年も改まり、二月半ばに夫を天国へ送り出して間も無い頃、これからは時間を自分の為だけに使える事に気づきました。3月26日から始まるその催しに参加する気はもともと無く、お祝いを伝えること、オープニングコンサートを聴くこと、そして今編纂している本に付けるCDについてTomyと打ち合わせること、この三つが主な目的で、ケルンにはたった三泊でのトンボ帰りで行く事にしたのでした。
『どの便で着くか?』との問い合わせには、一応書き記して伝えたものの、忙しいTomyには気の毒なので、「宿泊兼セミナーハウスまでタクシーで行くから心配ご無用。」と知らせておきました。その為Tomyと Anne(シカゴ・ツィタークラブ代表)が空港ゲートで手を振って出迎えてくれる姿を見つけた時は、びっくりすると共に嬉しさがこみ上げて来ました。
到着の25日夜はアメリカからの10名とでレストランへ行き夕食の後、Eiche と Kastanie の巨木が立つ中庭に面した心地良い部屋でゆっくり休んだのでした。
ケルンは第二次世界大戦で酷い爆撃を受けている筈、あの中庭の木々は無事だったからこうして今あるのかと思い、翌日Rezeption でその巨木の事を訊ねてみましたら、『このあたりは爆撃を免れたようだが、戦後すぐ位に植えられたものらしく、そう古い木ではないと思う。』との答えでした。苗木は移植されるまでには数年経ているでしょう、そうすると私と同じ位の歳になりますが、その立派な姿にチッポケな私は圧倒される思いが致しました。
ANZ ホームページに載せた文章を纏めて本にしたら良いのに、というお声を頂き、約二年前からその本の編纂に取り掛かるという、それまで思っても見ない展開となったのでした。日本のメロディー編曲作品をTomy Temerson の演奏でCD に録音し、それが付けられれば、本も完璧な物になると考えて、彼に依頼しましたところ、快諾を頂いていたものです。
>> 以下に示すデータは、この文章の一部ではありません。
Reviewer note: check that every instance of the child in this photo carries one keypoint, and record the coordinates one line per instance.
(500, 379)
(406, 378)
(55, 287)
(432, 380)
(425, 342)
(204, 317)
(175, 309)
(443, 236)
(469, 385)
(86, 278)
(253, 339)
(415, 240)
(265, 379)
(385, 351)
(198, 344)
収録予定の曲順にTomy に弾いてもらい、テンポ、曲想、繰り返し等を綿密に検討しましたので、これはお互いにとっての意義深いレッスンの様でもありました。“花吹雪”の繰り返し部分を花嵐の様に激しくする為、その6小節だけは、帰ってから作る事が宿題となったのでした。
夜はオープニングコンサート
Tomy の得意とする技巧を要する速い曲、G.Krienの “In der Arena” 他3曲、Kako Ishihara の日本のメロディー3曲、そして最後はTomy の絶品Maria Elena 等で名演奏を堪能したのでした。
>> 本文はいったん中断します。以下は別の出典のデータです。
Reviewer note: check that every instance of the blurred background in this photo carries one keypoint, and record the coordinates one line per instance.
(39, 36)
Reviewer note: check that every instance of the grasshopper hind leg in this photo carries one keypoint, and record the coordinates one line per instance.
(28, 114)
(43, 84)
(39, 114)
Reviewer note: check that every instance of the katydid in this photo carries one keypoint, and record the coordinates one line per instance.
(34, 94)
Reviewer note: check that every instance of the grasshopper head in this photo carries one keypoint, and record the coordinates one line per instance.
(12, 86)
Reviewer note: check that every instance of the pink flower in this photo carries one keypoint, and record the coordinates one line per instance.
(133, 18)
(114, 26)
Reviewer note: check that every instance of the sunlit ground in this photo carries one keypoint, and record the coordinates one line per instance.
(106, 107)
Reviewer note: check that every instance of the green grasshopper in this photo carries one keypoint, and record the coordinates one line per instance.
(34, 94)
27日はスイスからの人も加わって、一日中アンサンブルの練習です。皆さん予め予習をして来ての参加ですから、曲はじきに形を成していましたが、弾かずに後ろで見学の私は少し退屈でもありました。
夕食後は、Tomy 所有の15台ものAdolf Meinel (1890年代から三代に亘るMeinel) が展示され、それをTomy が解説を交えて弾き比べる、という催しがあり、Etikett (ラベル) だけでも数種類あり興味深いものではありましたが、何しろTomy が弾けば、どんなZither でも素晴らしく鳴り響くのですから、、、、、。
28日 帰る日の朝
Gathering に参加する全員に私の編曲楽譜集をプレゼントしようと思い,昨秋Tomy の元に送ってあったものをお別れの朝、合奏練習を始める前にTomy から説明と共に参加者に渡されたのでした。
後日ドイツから25名が参加予定で、この28日はアメリカとスイスからの11名だけでしたが、皆さんから拍手を頂き、もうこれだけで長年に亘り音符 “いじくり” に苦心した事が報われた気がしたものでした。
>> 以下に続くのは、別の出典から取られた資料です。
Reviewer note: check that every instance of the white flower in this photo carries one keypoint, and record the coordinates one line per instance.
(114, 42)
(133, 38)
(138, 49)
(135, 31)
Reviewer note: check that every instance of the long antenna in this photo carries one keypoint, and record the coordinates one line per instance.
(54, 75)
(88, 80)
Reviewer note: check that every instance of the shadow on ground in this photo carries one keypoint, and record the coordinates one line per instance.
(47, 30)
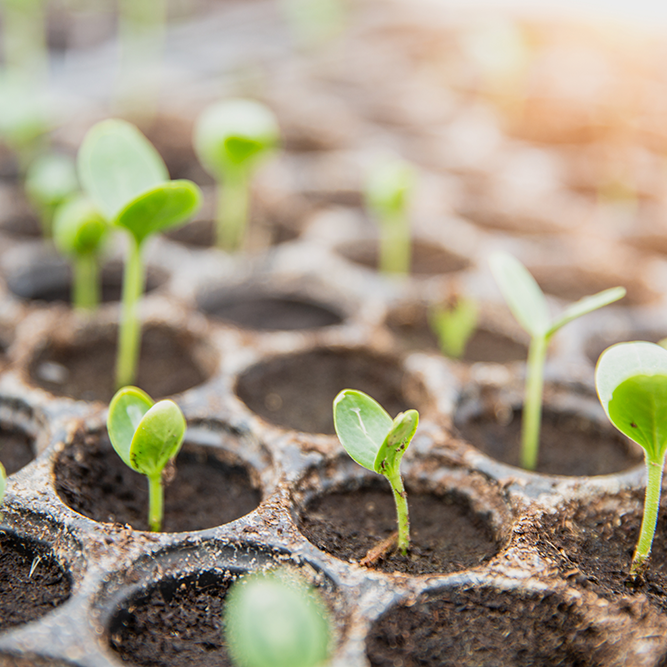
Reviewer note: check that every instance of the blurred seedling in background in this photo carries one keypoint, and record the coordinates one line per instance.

そのようにして目的を全て果たし、ケルンを発つ前の数時間、大聖堂の塔に登ってみる事にしました。
階段は533あるそうですが、私にはその段数よりも螺旋階段を登ると目が回る事の方がよほど心配だったのです。バレリーナやフィギュアスケートの人が目を回さないには工夫がある筈です。
一点を見て5段登り、一泊休む間に次の視点を定める、という6拍子、腕も手摺をしっかり掴み、足だけには任さない、この方式で目が回る事も無く、533段が何の苦も無く登り降り出来、大変満たされた思いがしました。
塔の頂上からの眺めは、ケルンの街中を悠々と流れるライン川、そこに架かるHohenzolern 橋、中世期にはドイツ最大の都市として栄えた様子の伺える街並みが遥か下の方に見えるのでした。
飛行機はケルン・フランクフルト間の様な近距離は、鉄道と提携し、中央駅からフランクフルトまでを列車で行くという、とてもドイツらしい、理にかなった方式となっていました。
飛行機が羽田に着陸態勢に入った頃、緊張していた気がほぐれたのと、いつもなら『お帰りなさい。』
と言って迎えてくれた夫がもう居ないと思うと、眼鏡の奥が湿ってくるのでした。
今日は、49日も過ぎたところで、ANZ Zi. Friends の皆様から美しく咲いた花、蕾も沢山の立派な胡蝶蘭が届き、色がまた綺麗なピンクなので、とっても慰められ、好きだった囲碁の碁盤の上に載った仏様に大きな声で話し掛け、飾ったのでした。
次の年号、令和を夫と共に生きる事は出来ませんでしたが、私にも希望が湧いて来るよう、励ましの胡蝶蘭の様に感じました。